Despite the need to reduce energy costs and our dependence on fossil fuels, and the promise of action by Governor LePage, this past legislative session Maine achieved almost no progress towards these goals.
The inside story on the governor’s two energy bills offers a fascinating look at the Administration’s take on energy, and, ultimately, their failure to persuade legislators to go their way.
The LePage Administration’s two major energy bills were printed on March 12, 2012. One bill, the subject of Part I of this blog post, dealt with energy efficiency and heating technologies (LD 1864). The other bill, which I’ll discuss in Part II, dealt with renewable energy policy (LD 1863).
The efficiency bill would have put the governor even more in charge of Efficiency Maine’s budgets and leadership of its Board of Directors—a dangerous move when his public statements and proposals show a lack of support for energy efficiency. It would have diverted money from Efficiency Maine toward programs that would put utility profits ahead of reducing energy costs for consumers. It also would have made it easier for the Administration to raid efficiency funding for unrelated purposes. (Several months ago he proposed a $15 million raid to supplement LIHEAP purchases, for example.)
Ironically, the bill that would have undermined Maine’s efficiency programs came on the heels of Efficiency Maine’s Annual Report, which indicated they had just completed their best year on record, helping Maine consumers save more energy ($450 million worth) at a lower cost than ever before (saving energy at a cost of 3 cents/kwh for electricity and about $1/gallon for oil—you can’t beat those prices!) During the public hearing there was no evidence given that Efficiency Maine was not working successfully.
The Legislature held public hearings on both the efficiency and renewable bills on March 14, just 48 hours after the bills were printed. The bills demonstrated the continued disconnect between the governor’s simplistic energy ideology and real energy solutions Maine people and businesses want, need, and deserve. At public hearings, most testified opposed to both bills. Each bill had two work sessions the week after the hearing, and was then voted out of committee—10 days from start to finish.
Both bills as originally proposed would have significantly set back Maine’s clean energy policies, which are generally the result of bipartisan legislation considered and negotiated over many years. Thankfully, legislators worked to significantly amend each bill, to strip out the most extreme rollbacks, although neither bill as amended was especially positive from a clean energy or environmental perspective.

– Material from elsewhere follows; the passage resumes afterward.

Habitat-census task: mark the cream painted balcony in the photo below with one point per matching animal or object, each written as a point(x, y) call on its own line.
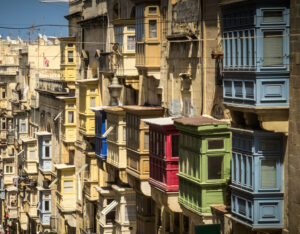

The energy efficiency bill as amended got a unanimous vote by the committee and went on to be passed without debate by House and Senate. The renewable energy bill got a bipartisan majority (9-4 in committee) for a preferred version of the bill. It went through four weeks of delay, debate, amendments, and aggressive lobbying by CMP, the Administration, and their legislative allies.
The final amended efficiency bill includes several provisions of minor importance. Technically it did not give the Administration or Legislature more budget authority, although it may increase expectations that levels of efficiency investment will still be treated in a very politicized way. That is because Maine is the only state in the country where the amount of ratepayer investment in energy efficiency is determined by the Legislature, not by a Public Utilities Commission in a more objective fashion. Perhaps that is why Maine has the lowest per capita rate of investment in cost-effective energy efficiency in New England, despite repeated calls by the public and businesses to move forward.
The final efficiency bill did not give the governor greater control over board leadership (current law already allows him to appoint the board.) It did include a $500,000 pilot project for electric heating systems (e.g. heat pumps), which was heavily lobbied for by electric utilities. However, it does not rob money from Efficiency Maine to pay for it, as was the case in the original bill. It seems that lawmakers and others largely ignored the fact that Efficiency Maine already offers consumer loans for electric heating systems and already has two electric heating pilot programs in the works. These three pilot programs should provide information about the costs and benefits of these new approaches—a small silver lining.
This energy efficiency bill became law without the governor’s signature. It is telling that Governor LePage refused to sign his own bill after it was amended to receive unanimous legislative approval.